Taking forward the formula of lessthanjake789, the equation can be written as (a-4) = 8/(b-4). As a, b and c are +ve integers, b has to be 5 or more but not more than 12. This means that b can be 5,6, 8 or 12. These give only two unique combinations 6, 8, 10 and 5, 12, 13.
I enjoyed solving this. Thanks, dalfamnest, for a wonderful puzzle.
spikethru4*au*
Jan 31, 2013

a=(4b-/(b-4) expands to a=(4(b-4)+/(b-4), or a = 4 + 8/(b-4). The only (+ve) integer solutions for a and b come when b-4 is a factor of 8; as Ram says, when b=5,6,8 or 12.

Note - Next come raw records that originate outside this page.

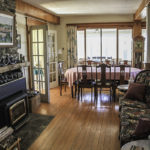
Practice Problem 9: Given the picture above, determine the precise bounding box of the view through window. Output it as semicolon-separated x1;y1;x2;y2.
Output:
77;28;132;61
118;29;132;61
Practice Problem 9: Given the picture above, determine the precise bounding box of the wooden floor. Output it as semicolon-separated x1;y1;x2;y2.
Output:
29;88;120;150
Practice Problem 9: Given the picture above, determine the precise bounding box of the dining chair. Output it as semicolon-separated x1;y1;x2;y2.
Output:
94;63;113;101
114;64;131;85
76;65;95;100
58;62;68;96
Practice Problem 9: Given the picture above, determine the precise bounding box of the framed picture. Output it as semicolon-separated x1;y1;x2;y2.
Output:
0;12;14;47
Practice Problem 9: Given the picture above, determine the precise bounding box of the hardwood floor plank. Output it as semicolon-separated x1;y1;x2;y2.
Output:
29;88;120;150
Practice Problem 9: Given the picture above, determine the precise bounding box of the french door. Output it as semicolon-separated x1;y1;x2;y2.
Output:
48;30;58;88
30;25;50;103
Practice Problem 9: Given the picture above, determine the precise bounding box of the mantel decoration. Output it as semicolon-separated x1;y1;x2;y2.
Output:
0;12;14;47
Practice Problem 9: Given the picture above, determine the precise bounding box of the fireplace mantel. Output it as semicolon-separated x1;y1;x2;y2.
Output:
0;62;30;73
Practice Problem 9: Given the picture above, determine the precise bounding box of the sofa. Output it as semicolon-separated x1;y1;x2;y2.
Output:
119;70;150;145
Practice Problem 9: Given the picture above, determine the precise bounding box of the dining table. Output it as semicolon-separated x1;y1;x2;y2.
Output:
65;67;141;87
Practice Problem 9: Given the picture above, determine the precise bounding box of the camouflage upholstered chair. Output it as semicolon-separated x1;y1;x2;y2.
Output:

So yes, those are the only two all-integer triangles. However, any right-angled triangle whose short sides satisfy the equation a = 4 + 8/(b-4) and b>4 will have its area equal to its perimeter (e.g. b=7, a=20/3, c=29/3).

When 2
spikethru4*au*
Jan 31, 2013

When 2
spikethru4*au*
Jan 31, 2013

Let's try that again:
When 2≤b≤4, a≤0 or a=∞, but interestingly, it also does not work when 0
spikethru4*au*
Jan 31, 2013

Oh, ffs...

when 2>b>0, where the formula suggests it should. Further investigation is required to explain this apparent contradiction!